12Cloud Services & Data Processing Agreement
Cloud Infrastructure Providers
We utilize industry-leading cloud service providers to ensure high availability, scalability, and security:
Data Processing Agreement (DPA)
We offer comprehensive Data Processing Agreements that outline:
- Scope and purpose of data processing
- Technical and organizational security measures
- Subprocessor obligations and notifications
- Data subject rights and assistance
- Incident notification and response procedures
- Return or deletion of personal data
- Audit rights and cooperation with regulators
Contact us to request a DPA for your organization.

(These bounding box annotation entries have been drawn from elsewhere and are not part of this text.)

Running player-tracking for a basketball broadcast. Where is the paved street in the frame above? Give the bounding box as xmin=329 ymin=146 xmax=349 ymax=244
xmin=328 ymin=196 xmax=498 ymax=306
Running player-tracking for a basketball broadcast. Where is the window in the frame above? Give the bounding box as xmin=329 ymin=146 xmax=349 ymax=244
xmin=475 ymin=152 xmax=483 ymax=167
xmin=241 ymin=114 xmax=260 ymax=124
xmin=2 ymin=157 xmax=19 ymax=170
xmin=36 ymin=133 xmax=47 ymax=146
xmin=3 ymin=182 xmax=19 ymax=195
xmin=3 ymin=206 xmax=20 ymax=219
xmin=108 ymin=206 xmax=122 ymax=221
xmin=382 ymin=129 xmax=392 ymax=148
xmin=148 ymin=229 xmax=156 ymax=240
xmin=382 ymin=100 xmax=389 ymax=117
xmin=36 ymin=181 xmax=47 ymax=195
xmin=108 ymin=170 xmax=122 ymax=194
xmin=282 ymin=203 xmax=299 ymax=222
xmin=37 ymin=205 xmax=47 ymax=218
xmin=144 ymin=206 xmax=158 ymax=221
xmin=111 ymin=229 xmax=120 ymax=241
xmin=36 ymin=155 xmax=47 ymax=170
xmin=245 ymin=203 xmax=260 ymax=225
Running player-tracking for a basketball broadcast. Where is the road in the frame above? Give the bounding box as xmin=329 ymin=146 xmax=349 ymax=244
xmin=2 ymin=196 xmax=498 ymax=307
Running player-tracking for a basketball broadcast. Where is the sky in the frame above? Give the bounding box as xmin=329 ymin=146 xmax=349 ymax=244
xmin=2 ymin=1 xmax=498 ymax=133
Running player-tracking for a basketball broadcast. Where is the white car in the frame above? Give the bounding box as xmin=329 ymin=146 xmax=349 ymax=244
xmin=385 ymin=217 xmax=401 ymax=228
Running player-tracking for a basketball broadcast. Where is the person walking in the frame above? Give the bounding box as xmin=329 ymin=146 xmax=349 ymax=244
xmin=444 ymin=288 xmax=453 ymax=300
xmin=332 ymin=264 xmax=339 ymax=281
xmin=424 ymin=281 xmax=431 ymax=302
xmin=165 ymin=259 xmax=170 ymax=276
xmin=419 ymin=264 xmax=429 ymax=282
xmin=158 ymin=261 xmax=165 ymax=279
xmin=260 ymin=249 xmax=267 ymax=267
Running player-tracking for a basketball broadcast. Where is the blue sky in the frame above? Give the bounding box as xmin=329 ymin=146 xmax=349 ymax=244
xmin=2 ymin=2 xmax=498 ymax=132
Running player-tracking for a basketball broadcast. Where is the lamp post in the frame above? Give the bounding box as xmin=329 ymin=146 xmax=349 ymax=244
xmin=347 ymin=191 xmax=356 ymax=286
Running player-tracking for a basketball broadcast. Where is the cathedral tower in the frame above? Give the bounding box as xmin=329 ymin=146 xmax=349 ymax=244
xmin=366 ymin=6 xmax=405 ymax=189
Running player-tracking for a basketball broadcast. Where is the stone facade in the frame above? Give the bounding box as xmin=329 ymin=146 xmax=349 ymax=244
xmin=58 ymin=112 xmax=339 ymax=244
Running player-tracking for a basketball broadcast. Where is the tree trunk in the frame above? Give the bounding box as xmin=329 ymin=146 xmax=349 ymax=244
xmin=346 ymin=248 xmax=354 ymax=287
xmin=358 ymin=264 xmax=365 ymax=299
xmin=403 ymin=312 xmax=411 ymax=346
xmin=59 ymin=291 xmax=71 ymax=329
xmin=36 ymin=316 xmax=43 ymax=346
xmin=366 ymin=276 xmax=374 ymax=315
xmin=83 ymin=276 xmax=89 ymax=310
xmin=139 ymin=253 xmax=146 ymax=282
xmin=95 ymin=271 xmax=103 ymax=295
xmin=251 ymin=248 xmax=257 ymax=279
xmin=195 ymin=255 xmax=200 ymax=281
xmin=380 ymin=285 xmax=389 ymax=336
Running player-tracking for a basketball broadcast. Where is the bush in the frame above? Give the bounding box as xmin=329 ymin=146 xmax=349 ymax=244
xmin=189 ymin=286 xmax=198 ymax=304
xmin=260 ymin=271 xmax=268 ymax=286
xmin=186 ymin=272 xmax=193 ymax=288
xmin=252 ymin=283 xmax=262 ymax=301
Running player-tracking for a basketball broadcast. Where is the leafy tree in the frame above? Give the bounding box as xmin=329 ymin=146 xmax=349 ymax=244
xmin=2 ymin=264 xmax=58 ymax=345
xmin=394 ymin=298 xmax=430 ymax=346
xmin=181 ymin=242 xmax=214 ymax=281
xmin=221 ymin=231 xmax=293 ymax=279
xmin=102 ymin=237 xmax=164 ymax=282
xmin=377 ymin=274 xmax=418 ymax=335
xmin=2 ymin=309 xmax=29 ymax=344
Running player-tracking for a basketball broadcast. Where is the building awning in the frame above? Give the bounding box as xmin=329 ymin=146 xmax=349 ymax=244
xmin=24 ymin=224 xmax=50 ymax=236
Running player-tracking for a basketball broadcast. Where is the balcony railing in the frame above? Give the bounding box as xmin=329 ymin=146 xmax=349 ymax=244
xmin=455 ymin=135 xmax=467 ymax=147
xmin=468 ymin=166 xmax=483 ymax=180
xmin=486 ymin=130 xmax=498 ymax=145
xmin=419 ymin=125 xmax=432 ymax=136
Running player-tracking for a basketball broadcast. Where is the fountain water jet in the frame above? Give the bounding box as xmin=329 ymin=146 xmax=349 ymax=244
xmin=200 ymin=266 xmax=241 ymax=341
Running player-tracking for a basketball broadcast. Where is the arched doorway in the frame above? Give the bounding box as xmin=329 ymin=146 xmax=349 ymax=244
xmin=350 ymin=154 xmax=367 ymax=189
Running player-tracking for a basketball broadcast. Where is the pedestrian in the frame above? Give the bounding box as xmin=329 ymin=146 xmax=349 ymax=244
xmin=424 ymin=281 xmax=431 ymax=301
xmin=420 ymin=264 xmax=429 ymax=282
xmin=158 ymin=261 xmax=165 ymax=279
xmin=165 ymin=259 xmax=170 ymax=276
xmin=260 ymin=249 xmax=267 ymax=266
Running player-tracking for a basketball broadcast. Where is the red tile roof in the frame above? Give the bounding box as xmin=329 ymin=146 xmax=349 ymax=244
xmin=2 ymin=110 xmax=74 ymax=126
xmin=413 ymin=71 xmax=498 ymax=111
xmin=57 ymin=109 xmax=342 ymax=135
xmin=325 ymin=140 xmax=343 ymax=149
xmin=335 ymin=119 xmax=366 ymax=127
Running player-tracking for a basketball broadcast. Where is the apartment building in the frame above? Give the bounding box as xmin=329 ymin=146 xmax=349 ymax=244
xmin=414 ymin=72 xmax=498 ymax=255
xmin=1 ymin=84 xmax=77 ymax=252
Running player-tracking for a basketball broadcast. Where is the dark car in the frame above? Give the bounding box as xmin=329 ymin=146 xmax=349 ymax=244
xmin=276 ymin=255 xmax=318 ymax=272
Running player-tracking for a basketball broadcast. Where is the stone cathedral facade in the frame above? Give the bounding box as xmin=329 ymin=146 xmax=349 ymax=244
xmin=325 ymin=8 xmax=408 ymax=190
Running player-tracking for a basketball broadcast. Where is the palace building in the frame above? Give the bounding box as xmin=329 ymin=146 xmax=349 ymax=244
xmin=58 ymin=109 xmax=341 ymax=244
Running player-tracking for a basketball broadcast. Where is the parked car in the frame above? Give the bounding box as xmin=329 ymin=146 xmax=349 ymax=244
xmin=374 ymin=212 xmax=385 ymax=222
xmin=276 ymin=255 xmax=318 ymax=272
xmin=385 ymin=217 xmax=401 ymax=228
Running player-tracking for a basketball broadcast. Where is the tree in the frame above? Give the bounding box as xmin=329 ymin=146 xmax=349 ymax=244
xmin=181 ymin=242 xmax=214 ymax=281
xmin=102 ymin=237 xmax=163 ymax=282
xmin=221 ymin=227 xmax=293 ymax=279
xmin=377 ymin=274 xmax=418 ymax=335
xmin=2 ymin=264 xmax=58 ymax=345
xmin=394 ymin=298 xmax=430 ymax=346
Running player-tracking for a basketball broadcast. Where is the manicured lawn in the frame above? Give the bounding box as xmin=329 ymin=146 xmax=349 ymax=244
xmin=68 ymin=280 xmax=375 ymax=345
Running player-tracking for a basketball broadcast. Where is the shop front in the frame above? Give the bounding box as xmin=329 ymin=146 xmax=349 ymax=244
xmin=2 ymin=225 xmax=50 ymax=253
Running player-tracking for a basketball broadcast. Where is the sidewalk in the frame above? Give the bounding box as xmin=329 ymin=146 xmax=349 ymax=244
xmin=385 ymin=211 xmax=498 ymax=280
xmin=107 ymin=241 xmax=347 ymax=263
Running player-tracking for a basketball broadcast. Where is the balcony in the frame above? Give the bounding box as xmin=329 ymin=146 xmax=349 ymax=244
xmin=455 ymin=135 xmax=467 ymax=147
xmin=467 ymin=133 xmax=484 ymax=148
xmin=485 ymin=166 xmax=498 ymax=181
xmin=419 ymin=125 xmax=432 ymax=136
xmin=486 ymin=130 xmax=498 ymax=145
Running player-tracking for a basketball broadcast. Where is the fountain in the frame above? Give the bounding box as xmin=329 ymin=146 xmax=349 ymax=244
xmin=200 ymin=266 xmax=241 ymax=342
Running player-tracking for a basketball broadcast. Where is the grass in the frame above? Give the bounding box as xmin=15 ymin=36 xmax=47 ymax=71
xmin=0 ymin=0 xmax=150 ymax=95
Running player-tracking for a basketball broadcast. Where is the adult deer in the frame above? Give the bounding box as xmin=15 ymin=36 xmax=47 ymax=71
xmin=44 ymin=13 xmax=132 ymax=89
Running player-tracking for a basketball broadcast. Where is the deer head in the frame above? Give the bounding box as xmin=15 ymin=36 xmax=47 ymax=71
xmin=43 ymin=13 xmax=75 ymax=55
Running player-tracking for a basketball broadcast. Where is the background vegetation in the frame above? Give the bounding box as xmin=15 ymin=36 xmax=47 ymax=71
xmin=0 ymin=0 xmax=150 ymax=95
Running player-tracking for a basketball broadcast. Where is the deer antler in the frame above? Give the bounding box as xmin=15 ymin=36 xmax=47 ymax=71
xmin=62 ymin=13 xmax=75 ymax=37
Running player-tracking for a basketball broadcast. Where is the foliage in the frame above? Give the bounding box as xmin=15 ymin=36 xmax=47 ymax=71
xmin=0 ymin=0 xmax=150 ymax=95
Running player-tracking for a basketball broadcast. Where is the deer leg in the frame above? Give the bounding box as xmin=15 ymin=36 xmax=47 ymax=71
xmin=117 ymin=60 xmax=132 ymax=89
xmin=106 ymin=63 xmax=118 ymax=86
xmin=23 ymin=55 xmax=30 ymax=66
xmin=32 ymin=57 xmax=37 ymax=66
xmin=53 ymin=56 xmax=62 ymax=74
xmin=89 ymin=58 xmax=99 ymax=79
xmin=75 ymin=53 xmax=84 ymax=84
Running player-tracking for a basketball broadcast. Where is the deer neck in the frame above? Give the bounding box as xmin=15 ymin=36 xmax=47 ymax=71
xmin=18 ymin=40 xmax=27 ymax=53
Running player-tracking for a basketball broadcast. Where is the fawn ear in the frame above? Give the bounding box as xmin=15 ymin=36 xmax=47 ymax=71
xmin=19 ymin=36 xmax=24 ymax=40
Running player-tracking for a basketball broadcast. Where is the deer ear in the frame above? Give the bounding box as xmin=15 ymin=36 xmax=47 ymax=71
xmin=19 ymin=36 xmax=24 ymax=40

13Incident Response Procedures
Security Incident Response
In the event of a security incident involving personal data, we follow a structured incident response process:
Immediate Response (0-24 hours)
- • Incident detection and assessment
- • Containment of the breach
- • Notification of internal security team
- • Initial impact analysis
Follow-up Actions (24-72 hours)
- • Forensic investigation
- • Regulatory notifications
- • Affected user communications
- • Remediation and recovery
Breach Notification
We will notify affected individuals and relevant authorities within 72 hours of becoming aware of a breach, as required by applicable data protection laws. Notifications will include details about the breach and steps taken to mitigate harm.
14Changes to This Policy
We may update this Privacy Policy from time to time to reflect changes in our practices, technology, legal requirements, or other factors. When we make material changes, we will:
- Update the "Effective Date" at the top of this policy
- Post the updated policy on this page
- Send email notifications to registered users (where applicable)
- Provide prominent notice of significant changes
We encourage you to review this Privacy Policy periodically to stay informed about how we protect your information.